Darum gehts
- Österreich plant Verschärfung des Waffenrechts nach Amoklauf in Graz
- Schweiz dient als Vergleich: Hohe Waffendichte wegen Miliz-Soldaten
- Seit 2007 gibt es allerdings Einschränkungen bei der Abgabe der Munition
Ein Amoklauf erschüttert Österreich: Ein 21-Jähriger erschoss im Juni an einer Schule in Graz zehn Menschen, bevor er sich selbst tötete. Jetzt will die Regierung in Wien das Waffenrecht verschärfen – unter anderem mit höheren Altersgrenzen und strengeren Tests. Bald sollen neue Gesetze vorgelegt werden.
In der seit Wochen hitzigen Debatte wird gerne ein Vergleich gezogen: mit der Schweiz. Besonders Gegnerinnen und Gegner schärferer Regeln führen unser Land ins Feld. Das Argument: In der Schweiz hätten sogar Milizsoldaten ihre Dienstwaffe zu Hause – und dennoch zähle das Land zu den sichersten der Welt. Laut Kritikern könnten Verschärfungen als Generalverdacht gegen unbescholtene Bürger interpretiert werden.
«Schauen Sie in die Schweiz, Frau Kollegin!»
Pointiert äussert sich besonders die Rechtspartei FPÖ. Als die Grünen-Abgeordnete und Ex-Justizministerin Alma Zadić (41) kürzlich in einer Parlamentsdebatte vor den Gefahren einer zu liberalen Waffenpolitik warnte und auf die USA verwies, rief der FPÖ-Abgeordnete Volker Reifenberger (46) plötzlich dazwischen: «Schauen Sie in die Schweiz, Frau Kollegin!»
Zadić liess sich nicht aus der Ruhe bringen. «Dort gibt es jede Woche das, was wir in Graz erleben mussten», sagte sie mit Blick nach Amerika weiter. Auch dazu ist von Reifenberger ein spitzer Zwischenruf protokolliert: «Die Schweiz ist das Problem in Europa, oder wie?» Die Grünen-Politikerin ging darauf nicht ein.
Die FPÖ-Abgeordnete Susanne Fürst (56) verwies im Parlament direkt auf die Schweiz. Das Land habe «weltweit die höchste legale Schusswaffendichte – da hat ja auch jeder Reservist sein Sturmgewehr zu Hause». Um dann anzufügen: «Totschlags-, Gewaltkriminalität mit Einsatz von Schusswaffen: eine der niedrigsten Raten auf der ganzen Welt.»

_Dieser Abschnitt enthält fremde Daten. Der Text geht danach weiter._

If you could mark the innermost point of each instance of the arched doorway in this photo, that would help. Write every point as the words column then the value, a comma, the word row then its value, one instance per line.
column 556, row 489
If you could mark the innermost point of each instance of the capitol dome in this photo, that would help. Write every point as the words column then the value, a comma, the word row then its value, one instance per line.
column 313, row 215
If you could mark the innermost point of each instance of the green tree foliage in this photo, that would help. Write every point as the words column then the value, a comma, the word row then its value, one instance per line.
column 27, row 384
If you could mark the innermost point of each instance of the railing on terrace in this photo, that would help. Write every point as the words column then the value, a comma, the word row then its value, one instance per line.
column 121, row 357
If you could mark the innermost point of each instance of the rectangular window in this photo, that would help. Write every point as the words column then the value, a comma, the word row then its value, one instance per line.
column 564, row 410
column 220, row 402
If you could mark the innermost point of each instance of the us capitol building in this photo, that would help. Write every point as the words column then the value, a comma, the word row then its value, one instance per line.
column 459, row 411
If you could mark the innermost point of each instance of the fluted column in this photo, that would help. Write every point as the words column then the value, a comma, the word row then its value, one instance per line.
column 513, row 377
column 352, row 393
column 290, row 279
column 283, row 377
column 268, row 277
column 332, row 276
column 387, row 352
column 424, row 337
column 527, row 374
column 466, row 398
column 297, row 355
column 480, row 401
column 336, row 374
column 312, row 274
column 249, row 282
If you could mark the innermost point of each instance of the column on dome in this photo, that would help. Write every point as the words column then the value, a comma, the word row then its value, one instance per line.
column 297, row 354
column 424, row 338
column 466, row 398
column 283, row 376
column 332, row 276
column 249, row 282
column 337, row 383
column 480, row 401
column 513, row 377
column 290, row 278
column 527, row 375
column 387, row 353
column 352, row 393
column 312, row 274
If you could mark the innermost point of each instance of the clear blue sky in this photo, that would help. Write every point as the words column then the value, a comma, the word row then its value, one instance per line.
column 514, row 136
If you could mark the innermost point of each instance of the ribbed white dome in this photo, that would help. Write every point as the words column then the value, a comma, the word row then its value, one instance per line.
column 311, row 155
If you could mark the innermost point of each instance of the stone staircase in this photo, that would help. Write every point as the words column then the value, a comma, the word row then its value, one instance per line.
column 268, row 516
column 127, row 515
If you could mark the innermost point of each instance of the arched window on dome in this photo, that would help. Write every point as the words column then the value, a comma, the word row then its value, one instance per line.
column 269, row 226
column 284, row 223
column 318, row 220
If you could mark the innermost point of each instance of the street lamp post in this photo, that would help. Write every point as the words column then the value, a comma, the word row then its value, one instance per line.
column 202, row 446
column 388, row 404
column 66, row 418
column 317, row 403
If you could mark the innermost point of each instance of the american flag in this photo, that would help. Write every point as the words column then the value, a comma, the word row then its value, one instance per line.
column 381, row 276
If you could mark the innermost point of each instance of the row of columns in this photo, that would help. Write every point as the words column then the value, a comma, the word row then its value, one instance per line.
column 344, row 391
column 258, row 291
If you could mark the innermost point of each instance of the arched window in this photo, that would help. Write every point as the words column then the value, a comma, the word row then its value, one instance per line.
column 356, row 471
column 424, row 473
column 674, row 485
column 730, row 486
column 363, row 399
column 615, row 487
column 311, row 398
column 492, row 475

In Österreichs Öffentlichkeit stossen die Schweiz-Vergleiche auf Resonanz. In der reichweitenstarken «Kronen»-Zeitung war in einer Kolumne prominent zu lesen: «Das Land der Eidgenossen ist eines der am stärksten bewaffneten Länder der Welt.» Die Schweiz sei «aber auch eines der sichersten Länder der Welt».
Heisse Debatte um Munition in der Schweiz
Was dabei unerwähnt bleibt – ob bewusst oder nicht: das Kleingedruckte. In der Schweiz ist das Bild des bewaffneten Milizlers tief verwurzelt, ja. Aber: Die Soldaten können zwar ihr Sturmgewehr heimnehmen, nicht aber Munition. Seit 2007 ist es ihnen untersagt, die sogenannte Taschenmunition zu Hause aufzubewahren. Der Bund hatte die Verschärfung eingeführt, nachdem sich Suizide mit Armeewaffen gehäuft hatten.

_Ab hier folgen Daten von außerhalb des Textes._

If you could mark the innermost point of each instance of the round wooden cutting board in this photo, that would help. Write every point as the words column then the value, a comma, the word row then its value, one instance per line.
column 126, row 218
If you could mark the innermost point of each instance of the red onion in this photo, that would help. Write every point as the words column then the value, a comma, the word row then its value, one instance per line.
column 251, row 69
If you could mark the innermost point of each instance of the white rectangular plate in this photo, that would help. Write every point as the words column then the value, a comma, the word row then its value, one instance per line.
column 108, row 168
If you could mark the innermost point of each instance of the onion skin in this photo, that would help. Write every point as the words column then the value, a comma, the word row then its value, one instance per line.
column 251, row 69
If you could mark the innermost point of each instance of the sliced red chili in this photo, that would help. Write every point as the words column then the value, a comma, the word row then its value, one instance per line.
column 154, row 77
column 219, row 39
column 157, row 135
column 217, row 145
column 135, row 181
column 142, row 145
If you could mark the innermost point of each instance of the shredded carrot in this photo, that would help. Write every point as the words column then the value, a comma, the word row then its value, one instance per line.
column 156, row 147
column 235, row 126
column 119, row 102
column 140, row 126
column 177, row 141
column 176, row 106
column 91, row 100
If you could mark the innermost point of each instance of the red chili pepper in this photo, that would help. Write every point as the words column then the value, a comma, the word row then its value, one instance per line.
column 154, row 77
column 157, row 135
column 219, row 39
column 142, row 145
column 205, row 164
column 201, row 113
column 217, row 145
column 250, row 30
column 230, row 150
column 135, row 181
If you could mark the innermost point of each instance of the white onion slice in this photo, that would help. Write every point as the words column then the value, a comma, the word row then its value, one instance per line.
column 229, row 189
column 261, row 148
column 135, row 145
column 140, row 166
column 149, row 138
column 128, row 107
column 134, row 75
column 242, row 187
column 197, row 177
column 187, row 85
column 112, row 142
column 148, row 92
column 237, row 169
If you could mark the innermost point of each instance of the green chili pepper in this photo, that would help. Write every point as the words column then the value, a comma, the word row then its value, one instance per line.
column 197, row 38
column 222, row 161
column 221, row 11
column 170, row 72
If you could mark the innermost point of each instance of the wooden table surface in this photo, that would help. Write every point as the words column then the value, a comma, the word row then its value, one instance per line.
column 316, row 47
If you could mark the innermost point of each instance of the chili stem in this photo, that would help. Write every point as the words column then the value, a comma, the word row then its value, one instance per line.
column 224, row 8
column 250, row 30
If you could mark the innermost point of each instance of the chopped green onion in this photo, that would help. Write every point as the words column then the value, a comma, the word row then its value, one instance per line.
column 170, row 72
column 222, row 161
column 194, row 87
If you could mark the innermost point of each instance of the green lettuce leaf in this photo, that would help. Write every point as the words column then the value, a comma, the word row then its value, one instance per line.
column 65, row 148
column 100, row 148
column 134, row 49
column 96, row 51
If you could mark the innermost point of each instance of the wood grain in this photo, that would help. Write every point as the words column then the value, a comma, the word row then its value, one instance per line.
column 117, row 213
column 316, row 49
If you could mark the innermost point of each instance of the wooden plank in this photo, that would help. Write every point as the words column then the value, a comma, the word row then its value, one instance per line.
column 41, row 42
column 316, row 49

Die Zahl der Suizide mit Armeewaffen ist messbar gesunken. So gesehen taugt die Schweiz nur bedingt als Vorbild für starke Bewaffnung. Und allgemein lässt sich sagen: Zwar sind auch in der Schweiz die Waffenregeln relativ liberal – aber nicht schrankenlos.

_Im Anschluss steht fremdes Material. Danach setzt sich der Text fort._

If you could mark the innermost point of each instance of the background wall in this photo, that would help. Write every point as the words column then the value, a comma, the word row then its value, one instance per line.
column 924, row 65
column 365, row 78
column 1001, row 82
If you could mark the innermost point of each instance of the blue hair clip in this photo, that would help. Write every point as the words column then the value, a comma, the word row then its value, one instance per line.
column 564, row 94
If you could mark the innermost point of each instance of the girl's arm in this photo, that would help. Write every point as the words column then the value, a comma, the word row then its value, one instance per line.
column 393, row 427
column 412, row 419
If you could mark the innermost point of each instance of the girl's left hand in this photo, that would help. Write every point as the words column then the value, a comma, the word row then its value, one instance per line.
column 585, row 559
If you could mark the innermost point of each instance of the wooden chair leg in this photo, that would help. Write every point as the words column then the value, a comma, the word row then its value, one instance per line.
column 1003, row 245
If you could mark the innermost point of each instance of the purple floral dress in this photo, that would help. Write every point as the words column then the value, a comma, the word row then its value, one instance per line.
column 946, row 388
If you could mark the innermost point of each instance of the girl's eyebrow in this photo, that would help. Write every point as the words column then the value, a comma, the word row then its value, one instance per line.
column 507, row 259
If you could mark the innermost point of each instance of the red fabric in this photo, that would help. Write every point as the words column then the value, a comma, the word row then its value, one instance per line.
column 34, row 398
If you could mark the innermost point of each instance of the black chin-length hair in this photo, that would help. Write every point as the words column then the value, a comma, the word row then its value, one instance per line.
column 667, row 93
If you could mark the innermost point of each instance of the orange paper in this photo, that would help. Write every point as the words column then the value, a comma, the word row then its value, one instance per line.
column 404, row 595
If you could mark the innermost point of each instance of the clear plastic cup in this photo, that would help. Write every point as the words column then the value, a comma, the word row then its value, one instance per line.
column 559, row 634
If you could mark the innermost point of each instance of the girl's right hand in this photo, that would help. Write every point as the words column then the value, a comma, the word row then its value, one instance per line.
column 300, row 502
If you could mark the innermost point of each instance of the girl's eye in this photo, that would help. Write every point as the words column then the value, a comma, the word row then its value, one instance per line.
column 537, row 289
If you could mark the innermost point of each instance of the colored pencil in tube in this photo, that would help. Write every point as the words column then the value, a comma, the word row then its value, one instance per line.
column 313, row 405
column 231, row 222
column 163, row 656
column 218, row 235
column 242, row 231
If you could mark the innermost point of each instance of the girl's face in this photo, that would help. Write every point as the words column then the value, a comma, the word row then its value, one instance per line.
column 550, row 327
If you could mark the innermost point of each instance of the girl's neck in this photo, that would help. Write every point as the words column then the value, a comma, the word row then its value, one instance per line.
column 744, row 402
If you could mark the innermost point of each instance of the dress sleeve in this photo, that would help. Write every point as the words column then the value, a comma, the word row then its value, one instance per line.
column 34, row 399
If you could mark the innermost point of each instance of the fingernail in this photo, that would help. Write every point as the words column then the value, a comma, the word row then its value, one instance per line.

Allerdings gibt es auch hierzulande eine Diskussion: Bürgerliche Politiker und Militärverbände fordern aktuell, dass Soldaten wieder Munition zu Hause lagern dürfen. Angesichts der angespannten Sicherheitslage brauche es eine rasch mobilisierbare Armee, argumentierten sie gegenüber Blick. Kritiker warnen hingegen vor Rückschritten beim Suizidschutz. Waffen und Munition zusammen stellten daheim ein erhebliches Risiko dar.
Linke Politiker fordern, dass ehemalige Soldaten ihre persönliche Armeewaffe abgeben müssen, sofern sie diese seit über zehn Jahren nicht mehr im Schiesssport genutzt haben.